Because of Kim’s accomplishments as a figure skater, she was given the honor of being a goodwill ambassador, or honorary ambassador meant to promote the event, for South Korea for the 2018 Winter Olympics, but it was likely also because of her personal work with UNICEF. As a goodwill ambassador for the global non-profit organization as well, Kim donated and worked to raise money for victims of the 2010 Haiti earthquake, and in 2015 announced her goal to continue fighting for impoverished children, gender equality, and eradication of diseases.
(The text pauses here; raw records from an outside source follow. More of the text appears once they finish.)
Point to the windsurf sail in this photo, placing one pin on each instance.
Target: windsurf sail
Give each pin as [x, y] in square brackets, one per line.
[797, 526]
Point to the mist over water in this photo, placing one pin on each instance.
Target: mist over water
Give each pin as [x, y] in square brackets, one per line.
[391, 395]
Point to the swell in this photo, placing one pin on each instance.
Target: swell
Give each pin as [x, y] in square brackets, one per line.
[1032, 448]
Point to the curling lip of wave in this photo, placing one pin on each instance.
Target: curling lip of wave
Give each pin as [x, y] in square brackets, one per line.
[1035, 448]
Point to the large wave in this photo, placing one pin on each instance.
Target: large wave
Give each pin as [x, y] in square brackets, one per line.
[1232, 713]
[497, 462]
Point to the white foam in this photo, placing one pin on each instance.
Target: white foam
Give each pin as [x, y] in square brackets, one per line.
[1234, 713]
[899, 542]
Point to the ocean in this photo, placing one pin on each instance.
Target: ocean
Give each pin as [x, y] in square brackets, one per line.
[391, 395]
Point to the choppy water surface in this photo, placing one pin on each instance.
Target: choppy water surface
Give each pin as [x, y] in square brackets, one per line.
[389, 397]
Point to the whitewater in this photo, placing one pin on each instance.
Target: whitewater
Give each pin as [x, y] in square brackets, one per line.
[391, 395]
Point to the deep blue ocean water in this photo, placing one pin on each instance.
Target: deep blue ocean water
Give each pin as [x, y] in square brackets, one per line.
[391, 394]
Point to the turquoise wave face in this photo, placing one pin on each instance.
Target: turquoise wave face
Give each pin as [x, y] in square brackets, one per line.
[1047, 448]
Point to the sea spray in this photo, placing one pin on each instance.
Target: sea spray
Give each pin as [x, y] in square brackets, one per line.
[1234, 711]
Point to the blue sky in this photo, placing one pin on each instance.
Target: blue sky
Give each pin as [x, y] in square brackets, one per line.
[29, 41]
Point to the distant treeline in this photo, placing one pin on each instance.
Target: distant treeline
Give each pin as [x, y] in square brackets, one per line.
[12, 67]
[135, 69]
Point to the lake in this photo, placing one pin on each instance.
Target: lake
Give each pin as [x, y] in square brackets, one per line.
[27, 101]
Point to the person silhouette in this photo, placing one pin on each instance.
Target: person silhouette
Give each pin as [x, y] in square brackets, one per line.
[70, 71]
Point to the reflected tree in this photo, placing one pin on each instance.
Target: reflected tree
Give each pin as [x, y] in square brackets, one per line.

During her time as a figure skater in the Olympics, Kim earned scores that would still place her among the top highest point earners today. At the 2010 Olympics, she earned a total score of 228.56, and, to put that into perspective, the highest earning female figure skater as of 2017 is Russian figure skater Evgenia Medvedeva, who earned 241.32 points at the 2017 2017 World Team Trophy competition.

Being the Olympic cauldron lighter is a great honor for whomever is chosen to carry out the task and in this case, Kim no doubt earned the right to be able to do so at the Winter Games. Because of her experience and status as something of a living legend in South Korea, she’s been a steady fixture in the Olympics even after her official retirement. Taking part in lighting the Olympic cauldron was the perfect way to honor her achievements and dedication to her country.